Unlike previous studies, this one reports specific systemic symptoms experienced by patients that converted to SLE. The article observes that while American College of Rheumatology (ACR) criteria use the term "rash," dermatologists prefer more specific descriptors.

Of 77 patients with CLE, 13 (17%) developed SLE over a mean of eight years, and only four met the ACR criteria for mucocutaneous disease. Only five developed moderate to severe systemic disease.

The commentary by Chong notes that the article identifies specific risk factors for progression, such as positive antinuclear antibodies, widespread discoid lesions, female gender, and increased numbers of SLE criteria. It suggests that with vigilance for progression, dermatologists need not refer most cases to specialists, even those who appear to be progressing.

More accurate prognosis based on results of studies now under way could “revolutionize” treatment, writes Chong, because treatment could be started promptly for those at high risk for progression to SLE.

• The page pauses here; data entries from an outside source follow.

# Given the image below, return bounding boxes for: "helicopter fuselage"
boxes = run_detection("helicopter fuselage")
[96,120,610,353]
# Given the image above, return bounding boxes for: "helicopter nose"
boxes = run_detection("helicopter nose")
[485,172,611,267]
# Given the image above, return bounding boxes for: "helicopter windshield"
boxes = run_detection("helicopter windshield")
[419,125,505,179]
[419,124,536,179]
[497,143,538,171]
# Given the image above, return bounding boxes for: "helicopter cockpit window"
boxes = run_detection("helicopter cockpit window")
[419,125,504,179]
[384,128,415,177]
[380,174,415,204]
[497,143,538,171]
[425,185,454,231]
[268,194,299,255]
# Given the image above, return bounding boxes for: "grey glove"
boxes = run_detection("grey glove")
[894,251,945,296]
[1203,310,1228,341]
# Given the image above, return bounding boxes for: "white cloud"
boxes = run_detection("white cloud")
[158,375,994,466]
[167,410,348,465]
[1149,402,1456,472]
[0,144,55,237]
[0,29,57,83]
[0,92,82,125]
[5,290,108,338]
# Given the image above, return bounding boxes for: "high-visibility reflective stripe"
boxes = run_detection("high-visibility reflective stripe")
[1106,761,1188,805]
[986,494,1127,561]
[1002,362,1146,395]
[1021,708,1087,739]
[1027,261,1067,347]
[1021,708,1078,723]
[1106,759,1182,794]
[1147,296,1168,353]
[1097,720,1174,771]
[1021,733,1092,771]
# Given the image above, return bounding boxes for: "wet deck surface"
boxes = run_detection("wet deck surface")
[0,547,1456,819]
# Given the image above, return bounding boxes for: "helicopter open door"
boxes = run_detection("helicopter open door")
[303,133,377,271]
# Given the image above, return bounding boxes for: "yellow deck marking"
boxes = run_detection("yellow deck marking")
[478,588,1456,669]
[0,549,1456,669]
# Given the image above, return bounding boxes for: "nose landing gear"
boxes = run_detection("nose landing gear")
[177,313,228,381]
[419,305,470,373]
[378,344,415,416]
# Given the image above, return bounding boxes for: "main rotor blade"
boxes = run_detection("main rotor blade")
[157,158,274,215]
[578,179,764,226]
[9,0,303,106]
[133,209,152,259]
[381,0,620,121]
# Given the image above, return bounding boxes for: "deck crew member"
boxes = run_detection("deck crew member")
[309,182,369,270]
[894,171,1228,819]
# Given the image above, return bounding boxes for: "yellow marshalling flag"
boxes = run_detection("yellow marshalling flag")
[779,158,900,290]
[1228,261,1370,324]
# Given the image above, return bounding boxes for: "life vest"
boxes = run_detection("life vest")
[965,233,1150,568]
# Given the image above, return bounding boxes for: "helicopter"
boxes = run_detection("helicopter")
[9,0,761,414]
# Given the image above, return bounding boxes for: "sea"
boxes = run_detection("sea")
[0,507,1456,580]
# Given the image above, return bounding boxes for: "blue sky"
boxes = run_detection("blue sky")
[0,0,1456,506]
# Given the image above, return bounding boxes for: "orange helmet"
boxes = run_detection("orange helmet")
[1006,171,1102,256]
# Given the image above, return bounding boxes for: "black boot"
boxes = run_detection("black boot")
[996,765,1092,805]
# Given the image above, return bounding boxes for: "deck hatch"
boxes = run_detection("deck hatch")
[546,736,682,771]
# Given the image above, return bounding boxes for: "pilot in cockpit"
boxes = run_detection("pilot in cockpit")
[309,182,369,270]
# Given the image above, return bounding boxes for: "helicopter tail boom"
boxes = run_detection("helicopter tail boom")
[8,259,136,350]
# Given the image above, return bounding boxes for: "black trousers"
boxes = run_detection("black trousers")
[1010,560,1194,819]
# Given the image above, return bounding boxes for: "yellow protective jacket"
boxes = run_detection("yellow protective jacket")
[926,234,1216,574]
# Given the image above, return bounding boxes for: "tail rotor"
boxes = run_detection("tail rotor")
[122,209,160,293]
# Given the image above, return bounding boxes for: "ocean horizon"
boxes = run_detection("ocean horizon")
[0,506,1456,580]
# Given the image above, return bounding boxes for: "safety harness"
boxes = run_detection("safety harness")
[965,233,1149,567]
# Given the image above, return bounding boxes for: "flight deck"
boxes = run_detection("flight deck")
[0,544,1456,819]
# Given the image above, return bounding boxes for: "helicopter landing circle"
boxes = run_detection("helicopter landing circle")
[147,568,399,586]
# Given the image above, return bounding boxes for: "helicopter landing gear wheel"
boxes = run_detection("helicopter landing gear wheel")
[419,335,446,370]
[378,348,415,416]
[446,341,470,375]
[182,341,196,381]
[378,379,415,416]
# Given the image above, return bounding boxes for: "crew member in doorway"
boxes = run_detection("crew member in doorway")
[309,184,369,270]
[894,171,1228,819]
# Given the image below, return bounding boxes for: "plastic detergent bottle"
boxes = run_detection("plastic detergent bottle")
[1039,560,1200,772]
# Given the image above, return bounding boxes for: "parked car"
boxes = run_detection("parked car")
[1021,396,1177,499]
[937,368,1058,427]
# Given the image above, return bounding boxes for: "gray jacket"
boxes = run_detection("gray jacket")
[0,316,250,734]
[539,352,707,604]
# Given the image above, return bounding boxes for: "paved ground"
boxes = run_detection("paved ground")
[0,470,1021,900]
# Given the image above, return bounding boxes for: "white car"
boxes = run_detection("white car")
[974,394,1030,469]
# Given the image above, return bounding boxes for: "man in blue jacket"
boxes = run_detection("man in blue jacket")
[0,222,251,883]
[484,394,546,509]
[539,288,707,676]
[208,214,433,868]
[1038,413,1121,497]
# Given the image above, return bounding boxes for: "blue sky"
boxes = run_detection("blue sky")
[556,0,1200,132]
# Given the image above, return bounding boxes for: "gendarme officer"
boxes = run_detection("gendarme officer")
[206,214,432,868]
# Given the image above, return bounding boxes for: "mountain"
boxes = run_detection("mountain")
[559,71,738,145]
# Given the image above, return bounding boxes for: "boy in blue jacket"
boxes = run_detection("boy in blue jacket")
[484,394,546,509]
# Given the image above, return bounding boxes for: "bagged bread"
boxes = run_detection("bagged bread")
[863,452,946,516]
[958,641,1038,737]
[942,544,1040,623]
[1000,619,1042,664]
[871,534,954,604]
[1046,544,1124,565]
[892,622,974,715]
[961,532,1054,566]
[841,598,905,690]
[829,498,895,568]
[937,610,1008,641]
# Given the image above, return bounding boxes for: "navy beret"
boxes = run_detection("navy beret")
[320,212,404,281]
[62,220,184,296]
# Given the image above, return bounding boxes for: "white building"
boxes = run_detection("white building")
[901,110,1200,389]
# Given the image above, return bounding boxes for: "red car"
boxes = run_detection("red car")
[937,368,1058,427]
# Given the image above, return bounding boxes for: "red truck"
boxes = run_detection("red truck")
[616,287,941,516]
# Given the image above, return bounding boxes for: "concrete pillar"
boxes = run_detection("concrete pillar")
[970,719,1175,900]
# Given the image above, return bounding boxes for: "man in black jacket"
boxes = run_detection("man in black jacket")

Another article published last week also relates to the interface between dermatology and rheumatology: In scotland, at least, general dermatologists appear rarely to follow guidelines about assessing and managing psoriasis and psoriatic arthritis.

The Scottish guideline on diagnosing and managing psoriasis and psoriatic arthritis in adults recommends recording the Psoriasis Area and Severity Index and Dermatology Life Quality Index in dermatology secondary care at baseline, and serially, to assess efficacy of interventions.

However, in general dermatology clinics, those indexes were recorded in only 6% of 103 patients. In contrast, in a dedicated psoriasis clinic, those indexes were recorded in 68% of 116 patients. Because of this failure, 75 patients continued an ineffective drug for six months or longer.

Clinicians cite time pressures as the main barrier to regular use of the guidelines.